Self-Organised Sequential Multi-Agent Reinforcement Learning for Closely Cooperation Tasks
Hao Fu, YOU MINGYU, Zhou Hongjun, Bin He
AI summary
Problem
Standard multi-agent reinforcement learning struggles with closely cooperative tasks where simultaneous actions are required, as individual optimal policies often conflict with group optima and trap agents in local Nash equilibria.
Approach
The method converts parallel agent decisions into sequential, autoregressive action selection within automatically formed groups, using recursive reward decomposition to align individual policies with global objectives.
Key results
- Sequential decision-making framework that aligns individual and group optima
- Automatic grouping mechanism based on state-action coupling scores
- 36% average improvement in task completion rate over state-of-the-art MARL algorithms
- Successful deployment and validation in both simulated and real-world box-pushing environments
Why it matters
Enables scalable and reliable coordination for multi-robot systems in tasks requiring precise simultaneous action, advancing real-world robotic deployment.
Abstract
Cooperative tasks are common in multi-agent systems, with closely cooperative tasks being a special case of this, where a change in the state of the environment requires multiple agents to perform a specific operation at the same time.
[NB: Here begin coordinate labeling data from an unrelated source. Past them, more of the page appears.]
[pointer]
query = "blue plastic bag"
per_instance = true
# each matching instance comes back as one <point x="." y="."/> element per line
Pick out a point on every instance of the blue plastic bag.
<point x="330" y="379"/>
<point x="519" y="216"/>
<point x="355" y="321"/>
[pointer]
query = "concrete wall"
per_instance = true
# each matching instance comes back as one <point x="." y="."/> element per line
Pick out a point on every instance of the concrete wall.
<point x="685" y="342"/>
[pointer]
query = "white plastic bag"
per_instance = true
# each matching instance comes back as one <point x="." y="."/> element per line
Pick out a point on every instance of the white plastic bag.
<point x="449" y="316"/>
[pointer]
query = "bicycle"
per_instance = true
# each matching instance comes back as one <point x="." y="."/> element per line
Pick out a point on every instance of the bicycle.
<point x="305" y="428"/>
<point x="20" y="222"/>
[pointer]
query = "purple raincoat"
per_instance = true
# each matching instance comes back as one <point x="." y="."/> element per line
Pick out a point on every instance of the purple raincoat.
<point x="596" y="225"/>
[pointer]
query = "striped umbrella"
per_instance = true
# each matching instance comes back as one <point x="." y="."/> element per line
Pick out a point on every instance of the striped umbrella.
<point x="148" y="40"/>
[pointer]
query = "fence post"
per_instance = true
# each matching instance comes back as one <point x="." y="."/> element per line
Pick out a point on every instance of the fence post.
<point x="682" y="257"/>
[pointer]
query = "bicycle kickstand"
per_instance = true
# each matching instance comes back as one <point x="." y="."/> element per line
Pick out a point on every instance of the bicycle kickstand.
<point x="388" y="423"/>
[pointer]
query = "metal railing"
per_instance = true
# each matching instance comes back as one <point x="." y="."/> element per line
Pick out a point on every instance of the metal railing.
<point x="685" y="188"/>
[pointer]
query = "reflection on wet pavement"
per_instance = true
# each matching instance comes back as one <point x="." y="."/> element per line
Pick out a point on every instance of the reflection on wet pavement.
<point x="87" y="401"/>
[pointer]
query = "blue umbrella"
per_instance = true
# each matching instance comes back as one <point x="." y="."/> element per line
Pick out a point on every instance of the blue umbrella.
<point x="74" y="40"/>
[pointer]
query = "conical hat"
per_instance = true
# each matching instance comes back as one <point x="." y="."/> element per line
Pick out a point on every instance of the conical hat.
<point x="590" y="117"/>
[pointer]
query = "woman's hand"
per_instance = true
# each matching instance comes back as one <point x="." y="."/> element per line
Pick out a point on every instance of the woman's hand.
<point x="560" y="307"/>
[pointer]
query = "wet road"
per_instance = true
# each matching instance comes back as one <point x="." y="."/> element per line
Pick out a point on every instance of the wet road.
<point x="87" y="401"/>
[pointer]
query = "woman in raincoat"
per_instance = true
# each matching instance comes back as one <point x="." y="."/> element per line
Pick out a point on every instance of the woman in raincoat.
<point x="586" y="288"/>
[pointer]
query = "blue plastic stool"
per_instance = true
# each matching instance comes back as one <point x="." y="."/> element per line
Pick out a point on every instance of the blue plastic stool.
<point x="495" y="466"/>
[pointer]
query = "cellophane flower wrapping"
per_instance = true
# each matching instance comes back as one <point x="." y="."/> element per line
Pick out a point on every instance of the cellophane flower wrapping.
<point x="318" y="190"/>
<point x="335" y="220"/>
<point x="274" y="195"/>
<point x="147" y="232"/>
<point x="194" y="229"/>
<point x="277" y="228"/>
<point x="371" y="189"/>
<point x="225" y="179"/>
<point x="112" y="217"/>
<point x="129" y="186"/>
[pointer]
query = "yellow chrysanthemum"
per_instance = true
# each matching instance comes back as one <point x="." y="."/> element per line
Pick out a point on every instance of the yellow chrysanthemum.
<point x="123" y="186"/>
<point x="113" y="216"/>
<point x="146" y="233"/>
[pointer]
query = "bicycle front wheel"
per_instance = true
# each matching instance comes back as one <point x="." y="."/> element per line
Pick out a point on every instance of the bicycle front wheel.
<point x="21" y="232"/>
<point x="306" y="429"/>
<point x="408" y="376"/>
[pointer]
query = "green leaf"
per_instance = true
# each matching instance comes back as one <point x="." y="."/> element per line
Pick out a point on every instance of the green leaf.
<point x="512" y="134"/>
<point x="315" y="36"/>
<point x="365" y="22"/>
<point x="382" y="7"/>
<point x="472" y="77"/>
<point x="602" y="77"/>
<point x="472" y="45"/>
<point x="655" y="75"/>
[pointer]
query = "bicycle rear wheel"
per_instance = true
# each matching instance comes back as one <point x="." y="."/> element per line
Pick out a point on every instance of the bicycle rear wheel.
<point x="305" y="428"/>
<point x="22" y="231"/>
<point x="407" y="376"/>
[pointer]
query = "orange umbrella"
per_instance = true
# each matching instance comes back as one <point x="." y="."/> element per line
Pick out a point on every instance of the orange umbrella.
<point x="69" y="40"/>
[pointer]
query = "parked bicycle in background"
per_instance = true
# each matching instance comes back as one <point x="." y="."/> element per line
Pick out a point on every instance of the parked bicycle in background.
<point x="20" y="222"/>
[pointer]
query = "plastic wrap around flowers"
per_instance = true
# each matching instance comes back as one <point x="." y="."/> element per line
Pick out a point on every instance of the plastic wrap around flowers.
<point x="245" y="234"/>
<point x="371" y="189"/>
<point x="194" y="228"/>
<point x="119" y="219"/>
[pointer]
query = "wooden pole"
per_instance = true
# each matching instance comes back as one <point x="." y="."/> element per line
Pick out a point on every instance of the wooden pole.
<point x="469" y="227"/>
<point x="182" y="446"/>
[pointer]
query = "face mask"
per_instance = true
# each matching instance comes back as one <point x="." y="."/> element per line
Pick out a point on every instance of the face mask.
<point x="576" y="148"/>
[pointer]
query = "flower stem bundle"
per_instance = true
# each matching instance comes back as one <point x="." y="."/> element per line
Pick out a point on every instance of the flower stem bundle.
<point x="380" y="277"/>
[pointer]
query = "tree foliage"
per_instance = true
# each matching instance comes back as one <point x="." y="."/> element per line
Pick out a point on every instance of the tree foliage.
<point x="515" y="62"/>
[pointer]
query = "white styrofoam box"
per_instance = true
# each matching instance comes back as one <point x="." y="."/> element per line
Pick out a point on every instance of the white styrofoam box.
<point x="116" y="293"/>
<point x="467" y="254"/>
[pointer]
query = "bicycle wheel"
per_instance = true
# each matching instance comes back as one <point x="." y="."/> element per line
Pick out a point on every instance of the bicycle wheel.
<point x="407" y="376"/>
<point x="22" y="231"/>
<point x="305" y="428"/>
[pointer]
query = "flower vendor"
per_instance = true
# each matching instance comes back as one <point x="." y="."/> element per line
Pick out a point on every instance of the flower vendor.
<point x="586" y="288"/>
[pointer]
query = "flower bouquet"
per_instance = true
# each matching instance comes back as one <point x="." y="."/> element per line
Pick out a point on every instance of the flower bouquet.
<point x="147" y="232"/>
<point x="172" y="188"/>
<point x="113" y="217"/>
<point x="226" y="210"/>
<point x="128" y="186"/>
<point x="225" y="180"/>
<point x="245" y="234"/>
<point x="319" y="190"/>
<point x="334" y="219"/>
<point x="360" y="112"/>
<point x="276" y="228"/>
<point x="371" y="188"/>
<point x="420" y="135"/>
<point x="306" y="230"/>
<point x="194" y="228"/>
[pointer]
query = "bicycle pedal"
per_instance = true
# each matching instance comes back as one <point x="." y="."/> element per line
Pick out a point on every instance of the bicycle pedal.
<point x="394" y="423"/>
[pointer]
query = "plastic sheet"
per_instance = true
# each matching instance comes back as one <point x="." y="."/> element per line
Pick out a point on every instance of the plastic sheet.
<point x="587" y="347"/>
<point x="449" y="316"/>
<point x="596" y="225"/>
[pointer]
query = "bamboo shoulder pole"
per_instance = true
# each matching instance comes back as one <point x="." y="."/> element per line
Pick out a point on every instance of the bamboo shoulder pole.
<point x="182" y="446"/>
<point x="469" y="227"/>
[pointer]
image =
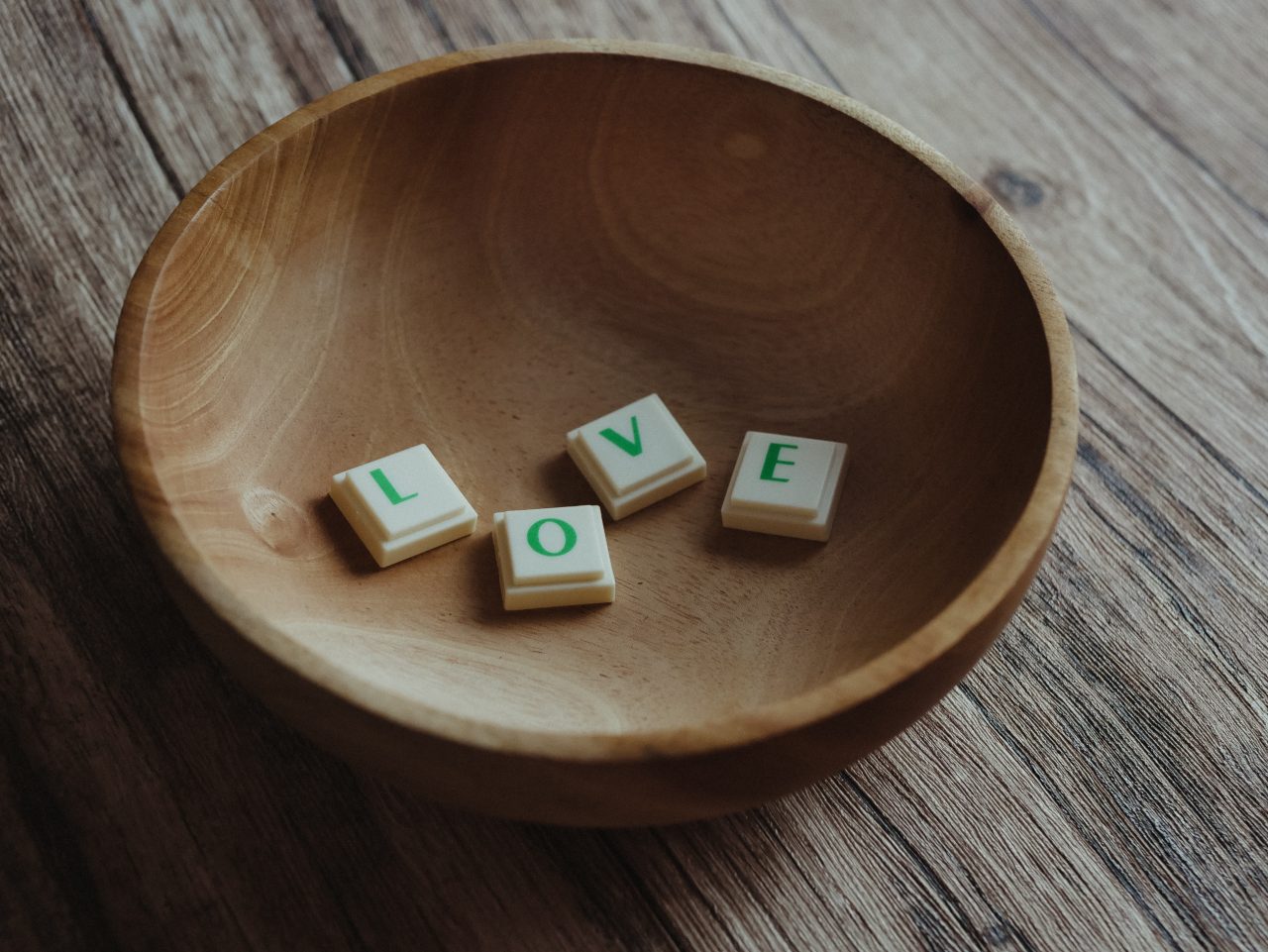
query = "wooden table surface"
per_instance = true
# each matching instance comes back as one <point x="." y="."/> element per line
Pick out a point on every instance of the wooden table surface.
<point x="1097" y="783"/>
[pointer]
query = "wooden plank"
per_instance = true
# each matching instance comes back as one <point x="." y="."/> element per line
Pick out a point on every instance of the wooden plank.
<point x="1148" y="254"/>
<point x="1100" y="778"/>
<point x="1197" y="73"/>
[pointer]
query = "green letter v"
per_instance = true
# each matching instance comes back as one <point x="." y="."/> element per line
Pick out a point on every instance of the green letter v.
<point x="632" y="447"/>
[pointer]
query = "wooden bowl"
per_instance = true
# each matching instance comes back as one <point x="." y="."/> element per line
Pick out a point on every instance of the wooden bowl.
<point x="484" y="250"/>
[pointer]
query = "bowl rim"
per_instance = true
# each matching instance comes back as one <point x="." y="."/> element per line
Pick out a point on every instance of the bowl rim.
<point x="991" y="588"/>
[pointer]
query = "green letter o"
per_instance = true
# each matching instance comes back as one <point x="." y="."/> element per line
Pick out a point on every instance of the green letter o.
<point x="570" y="536"/>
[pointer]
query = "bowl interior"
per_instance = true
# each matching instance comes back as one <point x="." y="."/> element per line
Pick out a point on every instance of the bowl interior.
<point x="484" y="258"/>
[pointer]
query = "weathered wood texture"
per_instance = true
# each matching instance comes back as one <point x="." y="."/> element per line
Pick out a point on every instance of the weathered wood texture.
<point x="1099" y="781"/>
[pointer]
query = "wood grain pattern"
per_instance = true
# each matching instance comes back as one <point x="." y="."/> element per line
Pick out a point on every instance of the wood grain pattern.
<point x="1100" y="778"/>
<point x="449" y="254"/>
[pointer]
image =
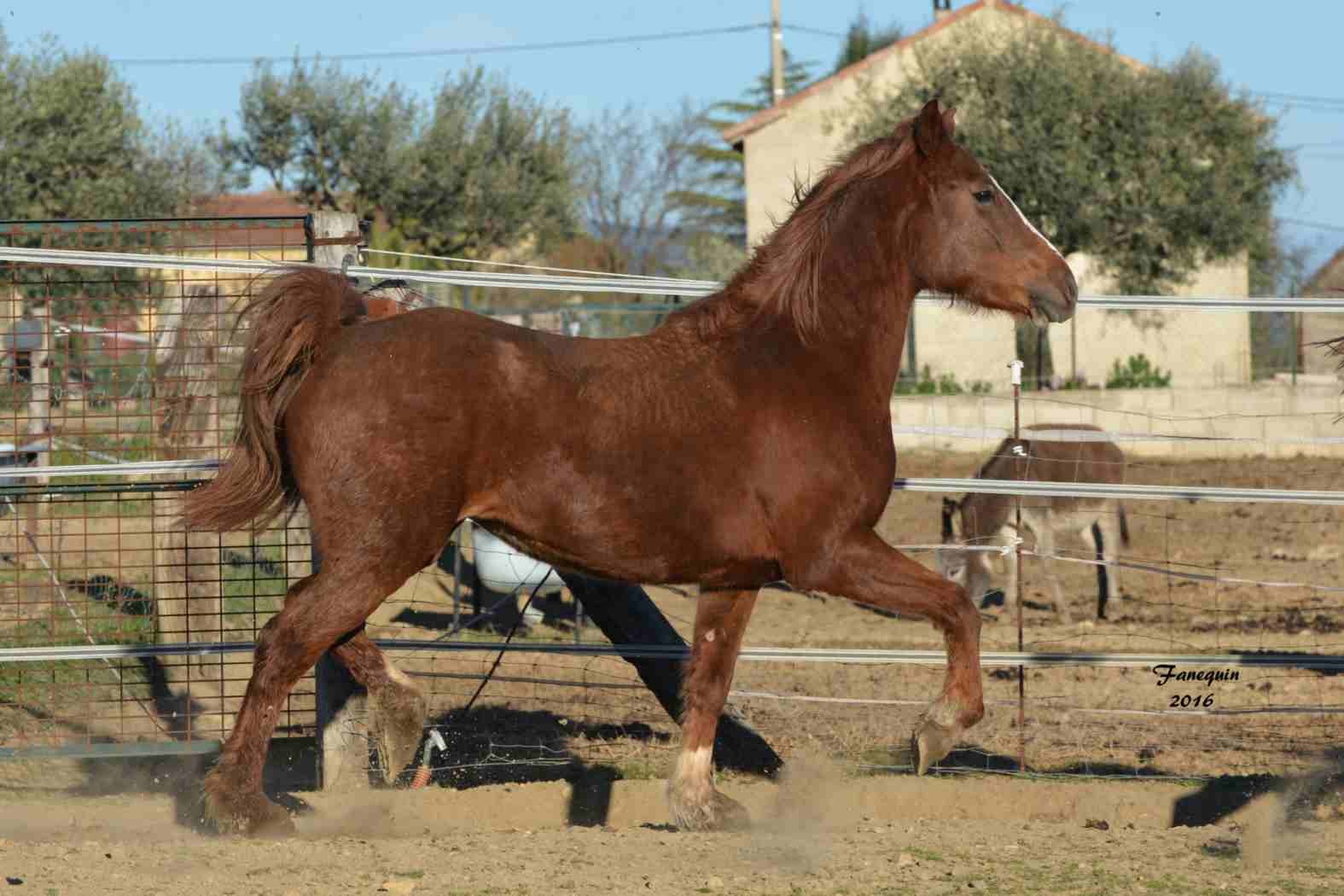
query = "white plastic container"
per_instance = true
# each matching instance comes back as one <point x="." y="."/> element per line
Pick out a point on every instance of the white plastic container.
<point x="502" y="567"/>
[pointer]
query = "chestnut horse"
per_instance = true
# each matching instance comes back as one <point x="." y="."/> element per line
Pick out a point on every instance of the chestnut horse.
<point x="745" y="441"/>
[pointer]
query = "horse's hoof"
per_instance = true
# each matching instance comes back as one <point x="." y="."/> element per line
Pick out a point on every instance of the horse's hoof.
<point x="398" y="722"/>
<point x="714" y="813"/>
<point x="252" y="816"/>
<point x="930" y="743"/>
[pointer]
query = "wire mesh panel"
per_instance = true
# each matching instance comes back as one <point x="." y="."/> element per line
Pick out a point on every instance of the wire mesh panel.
<point x="102" y="367"/>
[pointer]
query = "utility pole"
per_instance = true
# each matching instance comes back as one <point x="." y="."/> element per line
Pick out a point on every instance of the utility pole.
<point x="776" y="54"/>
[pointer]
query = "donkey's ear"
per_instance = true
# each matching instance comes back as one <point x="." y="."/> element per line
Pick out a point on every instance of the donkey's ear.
<point x="930" y="132"/>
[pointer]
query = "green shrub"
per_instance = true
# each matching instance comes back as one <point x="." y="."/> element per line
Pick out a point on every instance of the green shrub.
<point x="945" y="385"/>
<point x="1137" y="372"/>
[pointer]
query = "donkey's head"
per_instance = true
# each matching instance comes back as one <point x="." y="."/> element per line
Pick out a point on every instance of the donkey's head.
<point x="968" y="568"/>
<point x="974" y="242"/>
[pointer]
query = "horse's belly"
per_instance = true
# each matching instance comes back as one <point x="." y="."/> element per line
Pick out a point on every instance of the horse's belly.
<point x="633" y="535"/>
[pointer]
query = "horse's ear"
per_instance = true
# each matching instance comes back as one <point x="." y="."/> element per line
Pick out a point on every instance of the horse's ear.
<point x="930" y="132"/>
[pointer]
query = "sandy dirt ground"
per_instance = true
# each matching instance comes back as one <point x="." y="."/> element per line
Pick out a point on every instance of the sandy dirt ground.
<point x="815" y="835"/>
<point x="108" y="828"/>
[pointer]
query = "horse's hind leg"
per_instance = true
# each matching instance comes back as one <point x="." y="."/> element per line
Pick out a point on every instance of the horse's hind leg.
<point x="867" y="570"/>
<point x="317" y="612"/>
<point x="397" y="707"/>
<point x="720" y="620"/>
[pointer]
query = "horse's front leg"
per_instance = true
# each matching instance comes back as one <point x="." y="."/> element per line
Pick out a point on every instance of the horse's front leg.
<point x="866" y="568"/>
<point x="720" y="620"/>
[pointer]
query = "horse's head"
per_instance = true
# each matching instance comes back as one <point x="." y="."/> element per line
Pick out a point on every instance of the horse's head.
<point x="974" y="242"/>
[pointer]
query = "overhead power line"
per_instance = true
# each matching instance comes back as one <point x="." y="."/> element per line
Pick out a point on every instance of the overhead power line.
<point x="1313" y="224"/>
<point x="449" y="51"/>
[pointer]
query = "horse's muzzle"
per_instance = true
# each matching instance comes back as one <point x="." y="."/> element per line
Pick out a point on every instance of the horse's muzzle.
<point x="1056" y="297"/>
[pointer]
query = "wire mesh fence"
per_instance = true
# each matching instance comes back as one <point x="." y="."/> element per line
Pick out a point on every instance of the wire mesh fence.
<point x="105" y="367"/>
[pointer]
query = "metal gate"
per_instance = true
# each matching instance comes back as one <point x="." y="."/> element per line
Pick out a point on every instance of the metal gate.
<point x="105" y="369"/>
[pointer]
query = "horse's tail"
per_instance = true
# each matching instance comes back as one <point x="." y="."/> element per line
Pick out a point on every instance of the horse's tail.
<point x="288" y="324"/>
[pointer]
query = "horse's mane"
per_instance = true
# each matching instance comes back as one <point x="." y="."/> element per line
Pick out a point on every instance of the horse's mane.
<point x="784" y="276"/>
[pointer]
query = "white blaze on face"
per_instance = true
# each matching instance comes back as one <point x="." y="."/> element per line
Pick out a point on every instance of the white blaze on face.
<point x="1030" y="226"/>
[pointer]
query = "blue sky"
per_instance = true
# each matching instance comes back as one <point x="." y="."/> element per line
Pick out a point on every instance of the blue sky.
<point x="1285" y="49"/>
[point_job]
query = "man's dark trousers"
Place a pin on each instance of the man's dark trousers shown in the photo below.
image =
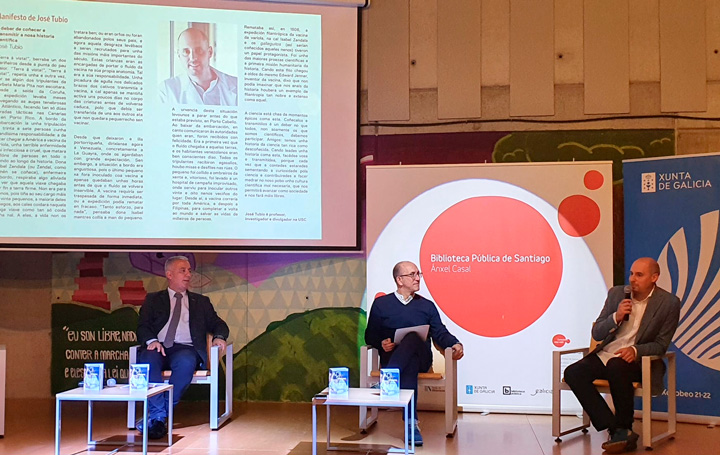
(411, 356)
(183, 360)
(620, 374)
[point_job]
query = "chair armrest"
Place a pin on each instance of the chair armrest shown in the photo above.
(557, 362)
(667, 355)
(563, 352)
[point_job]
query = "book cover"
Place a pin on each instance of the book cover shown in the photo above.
(339, 382)
(139, 376)
(93, 377)
(389, 383)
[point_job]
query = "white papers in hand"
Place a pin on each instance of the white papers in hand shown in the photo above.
(421, 330)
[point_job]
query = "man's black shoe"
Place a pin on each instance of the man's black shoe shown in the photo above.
(157, 429)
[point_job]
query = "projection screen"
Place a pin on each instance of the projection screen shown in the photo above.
(148, 126)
Take a box-pushing task as an example, the box is heavy and requires multiple agents to push it simultaneously. Optimal actions in a closely cooperation task are correlated with the actions of other agents, which makes the individual optimal action potentially inconsistent with the group optimal action, which leads to more non-globally optimal Nash equilibrium policies in the problem. This makes it easier for the policy learned by reinforcement learning to fall into these locally optimal policies. In this paper, we propose a self-organised sequential multi-agent reinforcement learning algorithm (SOS- MARL). We propose sequential decision-making to change the optimization objective of the agent’s policy so that the learned policy tends to group optimal policies. And propose an automatic grouping mechanism to make the policy smoother for training and reasoning in large-scale agent environments. We decompose the joint action value factorization outside the group into a combination of each group action value, thus guiding the agents to improve their group policies in a fine-grained manner. We deployed scenarios in both simulated and real environments and compared SOS-MARL with various classical MARL algorithms on box-pushing tasks, demonstrating the state-of-the-art of our method.